In Cuba, the use of activated carbon as part of the components of the household water filter is widely known; however, its depletion within a 3 or 4 month-framework, becomes a problem. In the context of implementing its use in industrial scale projects, prolonging its lifetime cycle becomes indispensable. To accomplish such aim, “work is being carried out in terms of obtaining a compound that would be able to regenerate the active sites contained within the activated carbon, where pollutants are absorbed, specifically a photocatalyst, such as the nanometric titanium oxide- Mr. Machado pointed out. “When this nanocompound absorbs ultraviolet or visible radiation, a reaction on the pollutants located in the carbon orifice is triggered. Such reaction leads to their decomposition into CO2 and H2O. Thus, these active sites remain free for a new filtering process and, of course, their lifetime cycle is extended until at least 9 months, approximately”.

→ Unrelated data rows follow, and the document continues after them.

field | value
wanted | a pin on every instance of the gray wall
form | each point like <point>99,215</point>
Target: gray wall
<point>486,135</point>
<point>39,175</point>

These results are foreseen to be implemented in the whole scope of the textile Cuban industry, which is likely to lessen the pollutants load that is being spilled in different locations throughout our country. According to this local researcher, such task is possible due to the fact that the activated carbon is produced from wastes, biomasses generated from several industrial processes in the country, such as: coffee and rice husks, and peanut and coconut shells. “For example, we obtain the titanium oxide from a waste in the nickel industry of Holguin. We process the discarded scrap and the final outcome is a titanium oxide with the purity level and features of those used all over the world at present”. - Mr. Machado added.
Endorsed by the Flemish Interuniversity Council VLIR-UOS of the Kingdom of Belgium, the foremost important laboratory studies are completed in this European country. “I work in a laboratory that is proper to activated carbon, and belongs to the field of Analytic Chemistry. There, we can find all the chemical reactors for the synthesis of this sort of carbon along with the equipment that is essential for the elucidation of the morphology and structure of the nanocompounds we are developing”- Mr. Machado noted.
Previously, the researcher Roberto Machado had made incursions in treating magnetic water and obtaining orthopedic plaster from wastes generated in the salt and acetylene industries (the latter has already being patented in Cuba). He expressed that “having such experience in this field of science has encouraged us to remain working and being able to treat wastes with other wastes”.
Roberto Gerardo Machado García is a member of the P5 “Energy, Biofuel and Clean Technologies for sustainable development in the eastern of Cuba.” He currently works in the Faculty of Natural and Exact Sciences of the Universidad de Oriente and the Faculty of Sciences of the University of Hasselt in Belgium. “One of the most relevant outcomes of learning is the work optimization” – Mr. Machado highlighted. “Even though research methodologies in Cuba and Belgium differ, you can always find an in-between term. I strongly believe that exchanging with Belgian scholars constitutes an important step for my training; undoubtedly, it will be to the benefit of the development of this region of the country”.
In the Faculty of Sciences of the University of Hasselt in Belgium, Machado continues his research as part of the academic exchange promoted by the VLIR-IUC program.
During a tour around the Physical Characterization Lab, equipped by the VLIR-IUC program in the Universidad de Oriente, Machado explains the process of obtaining activated carbon, as a fundamental element of his research. Photo: Eduardo Pinto.